そこで、1996年の夏、実家のある十勝の清水町に帰省したとき、爺ちゃんに途中まで迎えに来てもらうことにして、十勝川の川下りに挑戦してみることにしてみた。
ガイドブックによると、ニコニコマークがついていて、ファミリー向けなんて書いてあるものだから大したこと無いと思っていたのだが、いざ下ってみると釧路川のようにはいかなかった。
先頭には息子が座り、中央には愛妻がでんとかまえて、愛犬はカヌーの中をあっちへこっちへと動き回り、そんな状態の中で結構な急な流れの中をカヌーを操るのは厳しいものがある。
スタート地点は新清橋、河原まで車を乗り入れられるのでスタートにはちょうどいい場所だ。ただそのあたりは浅瀬が多く、ライニング・ダウンが必要になる。

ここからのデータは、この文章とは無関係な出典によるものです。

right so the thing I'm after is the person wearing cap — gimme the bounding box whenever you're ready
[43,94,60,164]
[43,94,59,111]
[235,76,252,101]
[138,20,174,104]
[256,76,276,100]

その後、発電所からの放水で急に水量が増え、流れも速くなる。釧路川とは全然違うその流れに少々焦りを感じてしまうが、カヌーの操作には特段の支障はない。途中の祥栄橋の上で爺ちゃんが見ていたので、手を振ろうと思ったが、橋の手前で流れがカーブしておりそんな余裕はない。すると突然、カヌーが流芯からはずれ、あれあれと思う間に後ろ向きになってしまった。エディといわれる部分に入ってしまったのである。そのような川の知識が無かったので、こんなことでもビックリさせられてしまう。
その後橋の下を通り過ぎたところが流れが集中して大きな波が立っている。そこを避けるような技術も無いので、そのまま流れに乗って突入していった。水しぶきを浴びてアッという間に通り過ぎてしまったが、これが瀬と言われるものの初体験である。
やれやれと思いながらカヌーを漕いでいると、突然前方から激しい水の流れの音が聞こえてきた。ガイドブックに出ていた「テトラの瀬」と呼ばれるやつだ。あわてて左岸に寄せようとしたが流れが速くどんどん近づいていく。半ばカヌーから飛び降りるような感じで、かろうじて直前で上陸できたが危機一髪という感じである。
どこがファミリー向けなんだーと文句が出てしまうが、川下りを甘く見ていた自分が悪いのである。ただ、その後は危ない場面もなく予定の清水大橋まで快適なツーリングを楽しむことができた。
ちょっとだけ自信のついた2回目の川下りであった。